In the months before he died I had begun to wonder whether the enthusiasm within the international left for the hero of Camden might have begun to subside. The reaction to his death has certainly disabused me of that notion. The enthusiasm seems to have been as strong as ever right until the end. In the circumstances, I draw your attention to a column by James Bloodworth for the important argument encapsulated in its title: 'These eulogies for Chavez give the Left a bad name'. Don't they just! James writes:
During the Cold War, the old argument we on the Left used to confront was that while the Communist regimes in the East had achieved a degree of social equality, they had done so with a heavy price attached – the loss of the most basic freedoms. Honest Western Communists would admit as much, and would say that they really viewed things like freedom of the press and the right to strike as a bourgeois irrelevance to the workers of Russia and Eastern Europe. Much more important to the toilers of the East was the fulfilment of material equality and the alleviation of extreme poverty.
Today's version of this sinister argument is phrased differently but its implications are not much better. How dare we in the West lecture those on a dollar or two a day about human rights? People in faraway lands are not worried about things like freedom of speech and the right to vote; they simply want food on the table, so the argument goes.

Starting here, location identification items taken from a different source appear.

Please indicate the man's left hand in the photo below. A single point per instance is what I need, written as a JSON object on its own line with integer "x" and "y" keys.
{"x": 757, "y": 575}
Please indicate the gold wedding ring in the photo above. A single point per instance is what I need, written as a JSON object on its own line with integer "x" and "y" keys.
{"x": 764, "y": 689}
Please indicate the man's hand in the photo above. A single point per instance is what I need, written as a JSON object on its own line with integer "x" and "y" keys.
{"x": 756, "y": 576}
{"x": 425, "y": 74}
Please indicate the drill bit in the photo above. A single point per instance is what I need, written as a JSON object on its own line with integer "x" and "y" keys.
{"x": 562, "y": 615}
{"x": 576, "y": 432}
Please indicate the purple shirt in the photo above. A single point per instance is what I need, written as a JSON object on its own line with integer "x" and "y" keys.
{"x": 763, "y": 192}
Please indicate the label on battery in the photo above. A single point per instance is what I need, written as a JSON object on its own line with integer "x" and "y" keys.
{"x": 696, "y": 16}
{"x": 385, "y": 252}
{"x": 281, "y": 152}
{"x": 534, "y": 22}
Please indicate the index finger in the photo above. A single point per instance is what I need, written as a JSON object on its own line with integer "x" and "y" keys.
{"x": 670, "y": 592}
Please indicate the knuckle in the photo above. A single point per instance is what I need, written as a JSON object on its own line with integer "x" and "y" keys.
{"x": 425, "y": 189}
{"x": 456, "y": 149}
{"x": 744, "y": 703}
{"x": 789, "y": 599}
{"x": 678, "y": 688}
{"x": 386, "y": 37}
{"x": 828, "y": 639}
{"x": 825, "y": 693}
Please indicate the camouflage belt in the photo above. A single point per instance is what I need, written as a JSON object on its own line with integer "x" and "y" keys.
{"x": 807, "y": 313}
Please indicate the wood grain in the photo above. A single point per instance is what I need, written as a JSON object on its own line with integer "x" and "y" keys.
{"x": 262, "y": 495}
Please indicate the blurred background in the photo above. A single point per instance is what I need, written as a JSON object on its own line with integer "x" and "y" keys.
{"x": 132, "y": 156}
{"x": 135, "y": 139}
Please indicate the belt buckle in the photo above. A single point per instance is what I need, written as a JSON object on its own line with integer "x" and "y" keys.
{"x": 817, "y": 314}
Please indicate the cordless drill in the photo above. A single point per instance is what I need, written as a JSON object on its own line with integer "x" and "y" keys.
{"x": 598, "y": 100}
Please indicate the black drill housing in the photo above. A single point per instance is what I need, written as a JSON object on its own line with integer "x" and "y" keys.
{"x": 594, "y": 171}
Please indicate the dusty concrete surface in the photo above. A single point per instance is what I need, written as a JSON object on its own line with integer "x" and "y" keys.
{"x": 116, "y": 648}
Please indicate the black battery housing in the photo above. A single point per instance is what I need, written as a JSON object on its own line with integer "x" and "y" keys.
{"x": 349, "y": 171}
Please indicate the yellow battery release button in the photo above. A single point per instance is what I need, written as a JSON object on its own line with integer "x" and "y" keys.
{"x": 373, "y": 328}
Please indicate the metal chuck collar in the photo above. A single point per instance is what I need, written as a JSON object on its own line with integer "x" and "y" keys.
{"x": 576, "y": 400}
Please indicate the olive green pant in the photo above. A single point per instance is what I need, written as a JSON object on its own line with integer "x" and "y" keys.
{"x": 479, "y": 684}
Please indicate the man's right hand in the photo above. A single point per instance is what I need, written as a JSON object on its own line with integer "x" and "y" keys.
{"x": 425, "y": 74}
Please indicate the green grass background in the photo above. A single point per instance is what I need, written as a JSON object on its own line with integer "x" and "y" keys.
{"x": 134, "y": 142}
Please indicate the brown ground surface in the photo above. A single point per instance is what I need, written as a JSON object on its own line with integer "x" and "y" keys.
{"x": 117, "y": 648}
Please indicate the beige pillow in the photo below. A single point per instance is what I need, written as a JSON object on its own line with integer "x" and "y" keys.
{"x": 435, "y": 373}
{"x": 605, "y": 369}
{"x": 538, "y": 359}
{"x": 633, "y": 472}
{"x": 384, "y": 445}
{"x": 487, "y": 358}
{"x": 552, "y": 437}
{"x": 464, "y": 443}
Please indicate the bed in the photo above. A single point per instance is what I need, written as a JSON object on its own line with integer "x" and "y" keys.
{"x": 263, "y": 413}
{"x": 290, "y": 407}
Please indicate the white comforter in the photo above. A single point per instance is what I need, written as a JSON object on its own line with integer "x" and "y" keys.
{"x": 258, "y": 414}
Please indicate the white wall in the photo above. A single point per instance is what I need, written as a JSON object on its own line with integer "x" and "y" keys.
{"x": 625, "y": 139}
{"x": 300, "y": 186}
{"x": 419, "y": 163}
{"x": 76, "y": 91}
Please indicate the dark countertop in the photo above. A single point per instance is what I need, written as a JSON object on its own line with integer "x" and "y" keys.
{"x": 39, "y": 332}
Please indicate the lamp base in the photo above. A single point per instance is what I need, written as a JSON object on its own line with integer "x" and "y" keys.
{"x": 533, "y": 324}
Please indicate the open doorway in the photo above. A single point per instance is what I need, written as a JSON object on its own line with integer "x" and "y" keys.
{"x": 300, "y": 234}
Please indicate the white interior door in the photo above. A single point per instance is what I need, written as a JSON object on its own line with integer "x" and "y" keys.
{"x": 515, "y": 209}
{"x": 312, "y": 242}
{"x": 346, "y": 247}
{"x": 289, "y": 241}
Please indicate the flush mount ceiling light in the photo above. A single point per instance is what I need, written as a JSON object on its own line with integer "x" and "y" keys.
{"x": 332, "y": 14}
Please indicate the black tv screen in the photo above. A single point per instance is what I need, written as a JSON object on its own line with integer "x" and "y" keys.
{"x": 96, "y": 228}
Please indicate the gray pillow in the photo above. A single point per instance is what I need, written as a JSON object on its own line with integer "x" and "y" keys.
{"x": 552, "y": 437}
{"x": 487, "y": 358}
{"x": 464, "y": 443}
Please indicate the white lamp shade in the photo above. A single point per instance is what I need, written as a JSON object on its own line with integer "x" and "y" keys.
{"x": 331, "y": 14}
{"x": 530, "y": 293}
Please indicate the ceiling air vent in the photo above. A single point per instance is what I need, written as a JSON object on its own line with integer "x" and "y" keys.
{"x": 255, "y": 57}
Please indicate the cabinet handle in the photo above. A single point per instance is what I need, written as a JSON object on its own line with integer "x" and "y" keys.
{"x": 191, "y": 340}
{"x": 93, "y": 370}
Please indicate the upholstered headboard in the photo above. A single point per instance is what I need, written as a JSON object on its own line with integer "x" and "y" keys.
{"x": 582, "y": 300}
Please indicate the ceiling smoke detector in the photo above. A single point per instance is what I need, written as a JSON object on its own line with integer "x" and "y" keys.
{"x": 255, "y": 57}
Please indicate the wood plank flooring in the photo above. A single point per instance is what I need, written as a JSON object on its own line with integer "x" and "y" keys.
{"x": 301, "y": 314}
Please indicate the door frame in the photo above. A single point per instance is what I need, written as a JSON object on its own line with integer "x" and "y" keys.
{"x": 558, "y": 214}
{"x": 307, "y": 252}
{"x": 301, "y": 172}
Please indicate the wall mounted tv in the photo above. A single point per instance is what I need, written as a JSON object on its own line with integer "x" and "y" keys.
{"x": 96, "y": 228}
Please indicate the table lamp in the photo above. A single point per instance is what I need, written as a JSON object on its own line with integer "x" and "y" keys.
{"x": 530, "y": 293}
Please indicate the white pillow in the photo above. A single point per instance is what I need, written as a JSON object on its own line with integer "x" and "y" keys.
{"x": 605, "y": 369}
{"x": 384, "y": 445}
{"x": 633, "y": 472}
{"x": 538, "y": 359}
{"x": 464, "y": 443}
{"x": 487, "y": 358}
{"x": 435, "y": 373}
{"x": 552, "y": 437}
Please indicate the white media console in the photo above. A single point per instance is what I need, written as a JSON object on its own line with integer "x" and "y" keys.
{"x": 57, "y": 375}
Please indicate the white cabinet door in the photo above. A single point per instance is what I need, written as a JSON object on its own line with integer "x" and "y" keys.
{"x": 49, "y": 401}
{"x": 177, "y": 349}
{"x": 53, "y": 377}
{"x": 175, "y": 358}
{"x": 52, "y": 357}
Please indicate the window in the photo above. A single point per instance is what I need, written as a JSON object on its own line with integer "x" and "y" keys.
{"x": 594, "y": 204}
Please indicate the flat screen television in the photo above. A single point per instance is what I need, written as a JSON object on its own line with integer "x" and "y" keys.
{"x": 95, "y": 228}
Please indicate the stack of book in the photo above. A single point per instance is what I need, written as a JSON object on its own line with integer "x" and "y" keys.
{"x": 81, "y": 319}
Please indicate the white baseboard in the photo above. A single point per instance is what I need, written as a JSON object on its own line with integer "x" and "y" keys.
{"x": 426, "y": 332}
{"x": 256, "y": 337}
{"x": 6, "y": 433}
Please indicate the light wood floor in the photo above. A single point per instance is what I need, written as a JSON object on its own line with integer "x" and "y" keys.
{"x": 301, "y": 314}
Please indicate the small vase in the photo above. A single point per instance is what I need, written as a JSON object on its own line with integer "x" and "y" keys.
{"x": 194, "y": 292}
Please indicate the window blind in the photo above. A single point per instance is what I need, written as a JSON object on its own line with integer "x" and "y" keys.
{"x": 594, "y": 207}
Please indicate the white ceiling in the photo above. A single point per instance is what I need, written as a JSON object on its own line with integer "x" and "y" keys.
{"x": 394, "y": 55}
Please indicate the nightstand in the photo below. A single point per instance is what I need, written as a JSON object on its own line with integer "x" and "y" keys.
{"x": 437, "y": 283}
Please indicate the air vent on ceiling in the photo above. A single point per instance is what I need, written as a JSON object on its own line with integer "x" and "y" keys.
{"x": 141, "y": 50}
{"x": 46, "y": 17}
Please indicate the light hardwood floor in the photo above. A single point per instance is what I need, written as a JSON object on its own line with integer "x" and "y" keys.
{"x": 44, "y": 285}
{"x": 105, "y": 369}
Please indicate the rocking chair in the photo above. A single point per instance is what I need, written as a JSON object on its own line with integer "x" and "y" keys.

Yet even a short stay in Raul Castro's Cuba – Hugo Chavez's closest political ally and one of the few remaining states that still follows the failed model of state Socialism Chavez hoped to emulate - refutes the fallacy of redistribution without liberty. On that beleaguered island (which I have visited half a dozen times, before you ask), corruption is endemic and double-think is a way of life...
Under Chavez's rule in Venezuela, it is true, as his Western fans enjoy repeating, that wealth was redistributed and the living standards of the poorest were raised to an extent previously unknown. But that came at the cost of an emaciated judiciary, a terrified press and a compliant trade union movement. If there is anything Socialists should have learnt from the 20th century, it is this: leaders who promise prosperity at the expense of freedom rarely deliver either.
The apologists' theme that has popped up round and about over the last few days is that regrettable as were some of Chavez's anti-democratic misdemeanours, those of others have been as bad or worse. Why should anyone on the left be commending a leader on the grounds that there are equally bad or worse examples than his? What about a leader of the left who would be a better example? And a thoroughgoing democrat? The eulogies for Chavez in face of his evident shortcomings as a democrat are further testimony to the persistent failing of that part of the left that still hasn't learned from its own past: the failing of treating equality and/or anti-capitalism as more important than democratic rights and liberties. Fortunately, this part of the left isn't the whole of it. But what James says is true: they give the left a bad name.